Now that temps are rising and the snow has gone, so I am looking for some Triple Super Phosphate. I struck out SiteOne today. I found a 6lb bag at a garden center, but it was way to costly from the quantity I need. Has anyone found any good one line sources? Shipping is more than the product at the ones I have found.


----------



## g-man (Jun 15, 2017)

Last year I struggle finding some local and ended up using Monoammonium Phosphate (MAP) 11-52-0. The % of nitrogen is so low, that it is not a huge problem.


----------



## desirous (Dec 15, 2017)

It's close to impossible to find P in MA (apart from the super expensive tiny bags of Espoma TSP). In the past, I found MAP at Dodge Grain, 59 North Broadway, Salem NH, 03079. It was only $19 for 50 pounds bag.


----------



## mowww (Jan 16, 2018)

I know a few folks that source out of Michigan to blend fertilizer and I'll check for names. Are your soil tests ridiculously low in P?


----------



## SNOWBOB11 (Aug 31, 2017)

I buy a lot of supplies from seed world usa. They have TSP. It's kind of pricey and there in Florida so not sure what the shipping would be to you. Here's a link.


----------



## jdc_lawnguy (Oct 30, 2018)

Thanks all.

@desirous that is not far, I may have found a place in Nashua, if not I can run over to Salem.

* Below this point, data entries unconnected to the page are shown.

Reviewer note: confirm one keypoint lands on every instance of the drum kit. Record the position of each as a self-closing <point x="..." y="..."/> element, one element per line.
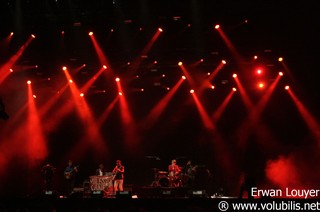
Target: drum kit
<point x="163" y="179"/>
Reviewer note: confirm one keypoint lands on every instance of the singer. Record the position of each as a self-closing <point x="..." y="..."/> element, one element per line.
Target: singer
<point x="118" y="176"/>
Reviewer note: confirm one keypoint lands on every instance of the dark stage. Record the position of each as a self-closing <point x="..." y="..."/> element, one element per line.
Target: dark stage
<point x="231" y="86"/>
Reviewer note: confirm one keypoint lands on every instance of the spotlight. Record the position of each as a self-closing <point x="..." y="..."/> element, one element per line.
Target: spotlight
<point x="259" y="71"/>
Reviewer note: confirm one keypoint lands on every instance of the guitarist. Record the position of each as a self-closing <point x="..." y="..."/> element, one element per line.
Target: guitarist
<point x="118" y="174"/>
<point x="69" y="173"/>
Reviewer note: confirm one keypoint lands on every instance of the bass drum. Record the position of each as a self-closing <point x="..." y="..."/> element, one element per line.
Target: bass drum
<point x="164" y="182"/>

@SNOWBOB11 they are running free shipping if you need anything.


----------



## jdc_lawnguy (Oct 30, 2018)

desirous said:


> It's close to impossible to find P in MA (apart from the super expensive tiny bags of Espoma TSP). In the past, I found MAP at Dodge Grain, 59 North Broadway, Salem NH, 03079. It was only $19 for 50 pounds bag.

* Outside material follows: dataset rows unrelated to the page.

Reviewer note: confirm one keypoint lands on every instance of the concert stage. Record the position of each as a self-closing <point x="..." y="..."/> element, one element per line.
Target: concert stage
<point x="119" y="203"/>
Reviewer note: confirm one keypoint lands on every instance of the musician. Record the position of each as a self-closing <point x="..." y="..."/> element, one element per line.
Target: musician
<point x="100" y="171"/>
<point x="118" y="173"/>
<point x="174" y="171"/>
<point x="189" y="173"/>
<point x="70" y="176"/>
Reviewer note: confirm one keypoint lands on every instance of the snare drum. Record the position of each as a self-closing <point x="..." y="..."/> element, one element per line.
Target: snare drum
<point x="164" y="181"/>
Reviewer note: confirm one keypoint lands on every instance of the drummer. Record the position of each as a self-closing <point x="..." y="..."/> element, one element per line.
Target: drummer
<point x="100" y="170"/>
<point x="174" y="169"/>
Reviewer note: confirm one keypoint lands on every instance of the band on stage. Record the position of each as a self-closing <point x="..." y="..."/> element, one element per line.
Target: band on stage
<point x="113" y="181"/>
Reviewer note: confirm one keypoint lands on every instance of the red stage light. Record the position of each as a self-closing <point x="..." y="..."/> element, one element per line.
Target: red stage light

I found Triple Super Phosphate at the Nashua Farmers exchange. Their prices seemed a little high but good to know there is another source.


----------



## desirous (Dec 15, 2017)

jdc_lawnguy said:


> I found Triple Super Phosphate at the Nashua Farmers exchange. Their prices seemed a little high but good to know there is another source.

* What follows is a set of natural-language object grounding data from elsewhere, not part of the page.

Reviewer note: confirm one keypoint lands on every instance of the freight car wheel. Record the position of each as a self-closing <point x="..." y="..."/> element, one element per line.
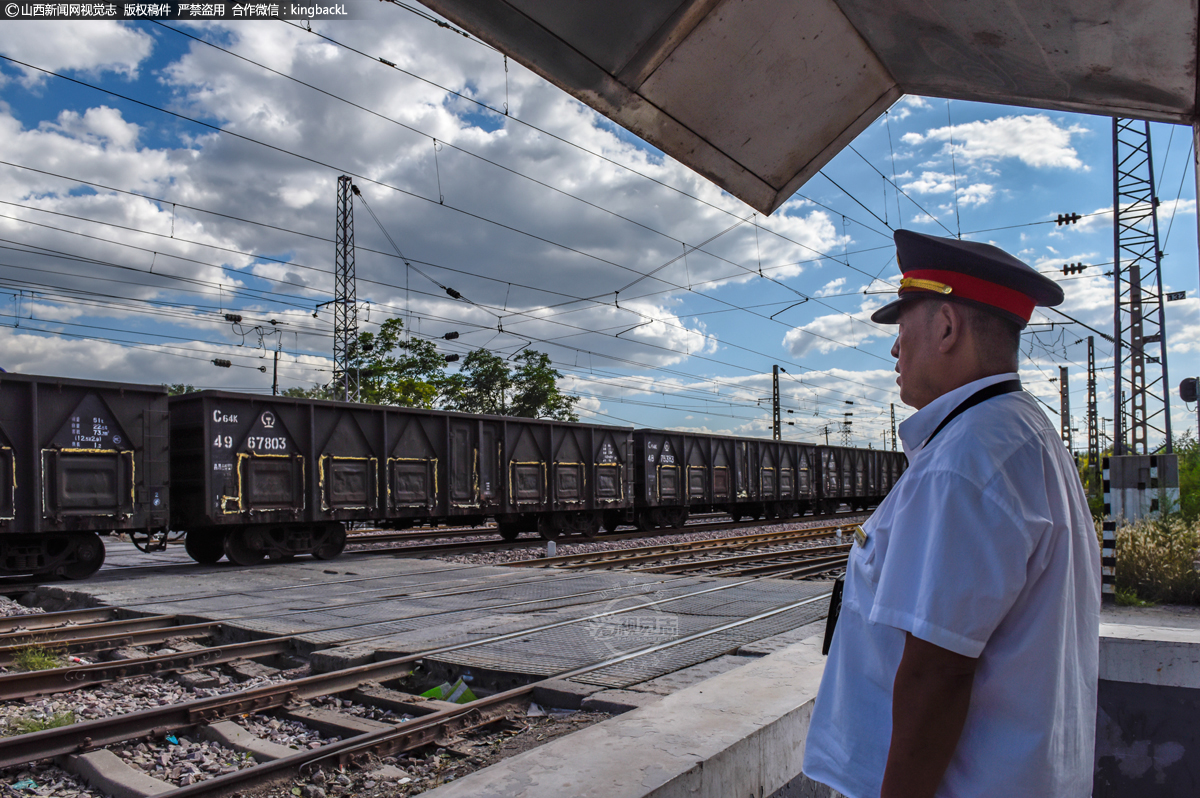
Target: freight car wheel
<point x="204" y="549"/>
<point x="331" y="544"/>
<point x="239" y="547"/>
<point x="89" y="556"/>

Thanks for the information! I'm all set with P for now, but will check them out in the future. What else do they carry?

BTW, if you happen to find a local source of granular Manganese Sulfate, please post. It's available online http://www.lancasterag.com/Manganese-Sulfate-28-GRANULAR-50-lb-Bag/item/092016050, but shipping is more than the product.


----------



## Stoked33 (Apr 23, 2021)

SNOWBOB11 said:


> I buy a lot of supplies from seed world usa. They have TSP. It's kind of pricey and there in Florida so not sure what the shipping would be to you. Here's a link.


Do you know application rate on lawn for this? 2lbs/1000sqft like g-man mentions in soil remediation guide?


----------



## SNOWBOB11 (Aug 31, 2017)

Stoked33 said:


> SNOWBOB11 said:
> 
> 
> > I buy a lot of supplies from seed world usa. They have TSP. It's kind of pricey and there in Florida so not sure what the shipping would be to you. Here's a link.
> ...


Yes. Once per month of growing season.


----------



## Stoked33 (Apr 23, 2021)

@SNOWBOB11 got it. Perfect. The app rates on the website had me confused. Thanks!


----------